Why Play (with) Structure
More than a Blockbuster Template
If you haven’t taken my Magical Dialogue class, I’ve rescheduled it for Saturday 9/6 2-5pm ET via Zoom (because this weekend there will be mass mobilizations!) Magical Dialogue offers a deep dive into how to use dialogue to create forward momentum. Especially if you never worked as an actor, or if you have a literary background instead of a theatre background, this class helps people understand the feeling of rising action and how to make that happen on the page. This weekend, rising action will happen in the streets!
I did an interview with Brigid Amos this week for The Theater Project (coming soon) and it got me thinking about structure for playwrights again. I don’t want to go into what I said for the podcast, but I have more to add.
I offer a 10 week course called Structure is Not a Dirty Word (starting September 20th!) to help writers change their relationship with and to structure. (I wrote a bit about the course here.) So you might be wondering why structure is so important, or why so few people teach it, or, I should clarify, why no one teaches it the way I do.

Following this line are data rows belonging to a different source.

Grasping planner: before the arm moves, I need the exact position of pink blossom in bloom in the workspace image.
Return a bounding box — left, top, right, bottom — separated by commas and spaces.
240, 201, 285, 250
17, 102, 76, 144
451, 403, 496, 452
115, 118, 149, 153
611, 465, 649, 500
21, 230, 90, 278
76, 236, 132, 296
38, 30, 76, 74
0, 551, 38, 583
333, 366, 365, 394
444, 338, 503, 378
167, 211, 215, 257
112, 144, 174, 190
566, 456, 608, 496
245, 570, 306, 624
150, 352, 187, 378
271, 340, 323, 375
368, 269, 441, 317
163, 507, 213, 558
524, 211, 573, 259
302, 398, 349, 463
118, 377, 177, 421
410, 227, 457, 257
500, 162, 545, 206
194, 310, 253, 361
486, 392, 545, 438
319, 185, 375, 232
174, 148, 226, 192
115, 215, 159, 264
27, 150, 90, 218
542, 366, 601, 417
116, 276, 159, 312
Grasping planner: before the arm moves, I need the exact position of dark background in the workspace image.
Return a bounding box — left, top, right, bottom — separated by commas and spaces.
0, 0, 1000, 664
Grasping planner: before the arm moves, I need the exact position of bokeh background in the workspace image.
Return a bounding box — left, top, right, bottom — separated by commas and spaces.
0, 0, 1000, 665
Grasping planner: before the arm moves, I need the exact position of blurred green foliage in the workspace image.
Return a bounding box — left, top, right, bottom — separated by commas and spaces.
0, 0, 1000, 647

Most people think of Structure as a rigid set of rules that one must impose on their story. This is not my approach to Structure. Yes, if you want to write a Hollywood Blockbuster, there is a formula to follow. I studied with Robert McKee, Syd Field, and Bill Kelly years back. They taught a form of linear structure with notes like, “you have to have an inciting incident by the end of p. 10!” and, “if the climax doesn’t hit p. 75, fuggedaboutit!” I don’t teach that. (Get a screenplay book for that.)
I’m glad I spent the time to learn that, and I loved getting to hang out with McKee after class. He gave a super party at the Plaza in his suite with a balcony facing Central Park. I was proud to hold my own with Bill Kelly in a bar for a week in Aspen where I got to pitch ideas as the only female-born person at the table. But I decided that boilerplate structural norms were not for me.

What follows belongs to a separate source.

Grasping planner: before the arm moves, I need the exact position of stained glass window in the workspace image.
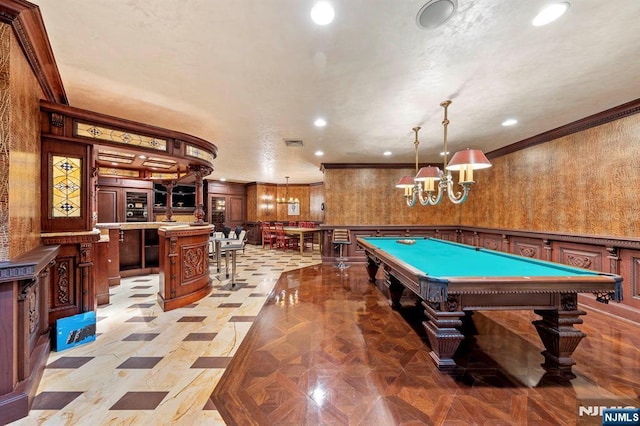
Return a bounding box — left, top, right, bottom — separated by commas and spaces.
52, 155, 82, 218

While I have nothing against anyone else using that structure, (and I used it in my MFA thesis play you can read here) I can teach it. The first few weeks of the course we go over Aristotle and those skills which are super-useful. But I teach something bigger than that, something more inclusive. Because not every story fits that structure or shines from being coerced into that structure.
There are so many other structures that deserve attention including Shakespeare’s Episodic structure, Brecht’s Epic structure, Beckett’s Circularity, Williams’ Spiral, Suzan-Lori Parks’ Rep and Rev, and more. The class looks at those too. (No reading required except for a few simple handouts.)
But more important than that, and what truly drew me to study structure in an ongoing way, was and still is the possibilities of creating our own structures that serve our own stories. That is what my Structure Class offers.
We will write in and out of class and that writing will be a way to experience and internalize different approaches to structure, how to do it, how it feels. You will be given a way to see the structure innate in the stories you want to tell. You will learn how to let your stories (with your ability with and awareness of structure) hold the risks you want to take. I am creating a Structure II for an even deeper dive.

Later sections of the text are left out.